Some of Lee’s other suggestions, though, may be unnecessary or simply beyond the capabilities of smaller companies. “Dayparting,” an obvious consideration for some retailers, relies on solid data about certain days and times of day when consumers are buying (and when they aren’t). As many know, though, sales can come in bunches. Is it worth risking not having one’s ads showing if there is a sudden, unexpected interest in one’s product? Is it worth an advertiser’s time (or money if they are outsourcing the work) to follow all of these metrics so closely? Ultimately, as with the financial markets, a hyper-empirical viewpoint (one that takes certain patterns in the data as “real” as opposed to being tendencies which could be overwhelmed by yet larger, unpredictable market forces) can be risky. Poring through a “stock trader’s almanac” that shows the stock markets performing in a certain way, on average, in the second week of July might seem like a good way to make money, until the trend reverses itself or proves spurious. Personally, the only thing I do about the “lunchtime effect” is to have lunch.

According to authors like Eisenberg, to truly succeed in redesigning a site to improve its conversion rates, you must test and measure. But how many factors can or should you be measuring? Doesn’t it depend on the size of your company? Even a good-sized company with 20+ employees may have trouble finding dedicated resources to turn the web development side of the company into a full-fledged “persuasive architecture laboratory.” We’re not all Amazon.com.

But maybe more importantly, I have a sneaking suspicion that if you get it too perfect, that customer is going to slap your face.

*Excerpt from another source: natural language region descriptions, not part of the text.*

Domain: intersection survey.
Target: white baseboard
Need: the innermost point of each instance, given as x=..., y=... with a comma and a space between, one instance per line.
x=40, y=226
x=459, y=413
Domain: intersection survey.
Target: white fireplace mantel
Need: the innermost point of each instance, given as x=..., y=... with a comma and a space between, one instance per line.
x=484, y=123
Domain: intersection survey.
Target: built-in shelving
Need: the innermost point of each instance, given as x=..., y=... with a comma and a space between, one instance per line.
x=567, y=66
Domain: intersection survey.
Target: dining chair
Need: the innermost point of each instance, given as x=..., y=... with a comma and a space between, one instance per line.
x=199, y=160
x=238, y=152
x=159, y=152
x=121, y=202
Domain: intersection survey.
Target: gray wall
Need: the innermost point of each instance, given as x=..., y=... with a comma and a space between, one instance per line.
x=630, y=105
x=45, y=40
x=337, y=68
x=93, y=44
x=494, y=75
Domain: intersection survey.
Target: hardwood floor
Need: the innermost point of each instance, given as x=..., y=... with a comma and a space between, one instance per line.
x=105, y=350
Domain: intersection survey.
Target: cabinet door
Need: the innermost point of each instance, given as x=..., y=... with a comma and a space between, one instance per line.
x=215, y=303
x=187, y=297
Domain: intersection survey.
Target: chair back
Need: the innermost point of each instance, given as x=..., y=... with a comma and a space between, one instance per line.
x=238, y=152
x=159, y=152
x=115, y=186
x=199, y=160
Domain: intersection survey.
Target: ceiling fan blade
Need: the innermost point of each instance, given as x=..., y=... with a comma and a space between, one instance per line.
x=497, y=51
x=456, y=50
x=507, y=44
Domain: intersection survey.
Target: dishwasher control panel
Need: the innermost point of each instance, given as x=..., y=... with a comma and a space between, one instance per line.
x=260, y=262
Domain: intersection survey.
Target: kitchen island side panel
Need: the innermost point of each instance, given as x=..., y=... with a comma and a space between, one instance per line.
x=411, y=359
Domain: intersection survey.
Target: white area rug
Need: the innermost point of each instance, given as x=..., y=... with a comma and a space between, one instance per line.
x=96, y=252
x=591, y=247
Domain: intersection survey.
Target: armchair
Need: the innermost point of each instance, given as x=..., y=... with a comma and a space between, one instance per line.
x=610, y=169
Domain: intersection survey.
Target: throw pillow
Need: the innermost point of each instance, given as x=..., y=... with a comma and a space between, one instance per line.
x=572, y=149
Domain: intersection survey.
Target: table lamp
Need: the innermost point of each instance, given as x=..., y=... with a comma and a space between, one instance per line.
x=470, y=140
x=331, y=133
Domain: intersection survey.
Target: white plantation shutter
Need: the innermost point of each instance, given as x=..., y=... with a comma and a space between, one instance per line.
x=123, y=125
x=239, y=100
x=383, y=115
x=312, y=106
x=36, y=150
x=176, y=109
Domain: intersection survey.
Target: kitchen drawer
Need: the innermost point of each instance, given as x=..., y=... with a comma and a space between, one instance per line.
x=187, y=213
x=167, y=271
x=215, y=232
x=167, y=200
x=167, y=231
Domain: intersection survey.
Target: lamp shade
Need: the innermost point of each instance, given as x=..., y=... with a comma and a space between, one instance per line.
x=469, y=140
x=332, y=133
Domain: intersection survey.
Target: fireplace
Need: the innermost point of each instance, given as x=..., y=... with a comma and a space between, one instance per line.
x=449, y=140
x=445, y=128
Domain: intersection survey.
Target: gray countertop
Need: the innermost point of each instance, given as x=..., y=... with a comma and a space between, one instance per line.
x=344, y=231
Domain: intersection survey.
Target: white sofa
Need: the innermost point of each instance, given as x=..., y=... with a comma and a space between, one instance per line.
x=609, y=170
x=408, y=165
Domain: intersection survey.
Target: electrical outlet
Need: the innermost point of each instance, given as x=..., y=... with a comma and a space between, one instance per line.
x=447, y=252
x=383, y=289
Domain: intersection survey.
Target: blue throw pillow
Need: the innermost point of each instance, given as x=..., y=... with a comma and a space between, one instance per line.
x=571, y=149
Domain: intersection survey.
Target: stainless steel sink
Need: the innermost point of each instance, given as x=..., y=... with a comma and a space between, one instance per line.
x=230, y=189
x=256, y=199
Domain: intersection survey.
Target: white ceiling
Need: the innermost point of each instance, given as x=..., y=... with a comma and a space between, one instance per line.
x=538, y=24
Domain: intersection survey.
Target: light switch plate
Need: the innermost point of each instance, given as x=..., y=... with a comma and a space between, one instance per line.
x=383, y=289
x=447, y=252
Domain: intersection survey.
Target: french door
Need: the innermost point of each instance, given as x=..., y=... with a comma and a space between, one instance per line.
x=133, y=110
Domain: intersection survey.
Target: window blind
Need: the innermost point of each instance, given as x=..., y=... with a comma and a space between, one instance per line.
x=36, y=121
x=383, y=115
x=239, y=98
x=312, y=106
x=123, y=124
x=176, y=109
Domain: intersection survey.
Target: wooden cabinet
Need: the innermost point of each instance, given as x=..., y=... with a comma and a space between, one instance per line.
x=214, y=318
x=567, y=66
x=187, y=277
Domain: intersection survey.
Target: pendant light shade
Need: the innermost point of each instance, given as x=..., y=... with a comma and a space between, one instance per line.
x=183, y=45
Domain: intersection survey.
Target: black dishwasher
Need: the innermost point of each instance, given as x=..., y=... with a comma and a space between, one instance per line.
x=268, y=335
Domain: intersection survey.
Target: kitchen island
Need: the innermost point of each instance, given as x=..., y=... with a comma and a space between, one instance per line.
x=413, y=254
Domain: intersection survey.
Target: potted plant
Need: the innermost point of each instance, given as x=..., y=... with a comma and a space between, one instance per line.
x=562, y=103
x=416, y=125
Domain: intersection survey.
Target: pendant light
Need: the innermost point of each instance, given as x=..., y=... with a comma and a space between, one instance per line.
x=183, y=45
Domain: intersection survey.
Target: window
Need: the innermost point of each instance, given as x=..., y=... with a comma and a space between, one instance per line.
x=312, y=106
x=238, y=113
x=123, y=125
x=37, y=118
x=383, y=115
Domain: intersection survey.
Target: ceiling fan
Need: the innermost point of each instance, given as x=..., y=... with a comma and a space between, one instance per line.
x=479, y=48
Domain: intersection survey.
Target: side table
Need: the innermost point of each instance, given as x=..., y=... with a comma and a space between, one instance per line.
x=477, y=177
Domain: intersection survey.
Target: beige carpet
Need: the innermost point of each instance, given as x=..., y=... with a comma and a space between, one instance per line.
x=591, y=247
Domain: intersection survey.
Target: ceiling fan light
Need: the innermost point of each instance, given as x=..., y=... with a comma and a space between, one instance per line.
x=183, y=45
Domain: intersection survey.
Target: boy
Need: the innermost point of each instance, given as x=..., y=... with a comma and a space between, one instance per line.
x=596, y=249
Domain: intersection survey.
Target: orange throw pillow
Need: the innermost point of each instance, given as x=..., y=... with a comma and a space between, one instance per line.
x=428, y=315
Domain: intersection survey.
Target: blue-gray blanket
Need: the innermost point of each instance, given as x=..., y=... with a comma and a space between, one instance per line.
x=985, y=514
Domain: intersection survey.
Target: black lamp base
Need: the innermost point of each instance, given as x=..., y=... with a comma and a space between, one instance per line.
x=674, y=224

If the love analogy doesn’t grab you, how about golf? If you don’t grip the club correctly and align your feet properly, as the Golden Bear always said, it doesn’t matter how much talent you have; you’ll have a great deal of difficulty making an accurate golf shot consistently. But that doesn’t mean aligning your feet correctly will turn you into Tiger Woods. Everyone needs to know the fundamentals. Most games are 80% fundamentals. But the rest is instinct… or magic. Sometimes it’s better to be lucky than good.

So: first things first. Move the big levers, and make those important changes that can increase ROI in big gobs (200%, 400%, etc.). Try something big like launching a separate site which is just a long, persuasive one-page sales letter written in consultation with a trained professional, replacing an old site that provided the user with a myriad of options. See a major improvement in conversion rates? Great. Rejoice. Buy yourself a new lob wedge. Kiss your spouse. Enjoy your Kool-Aid.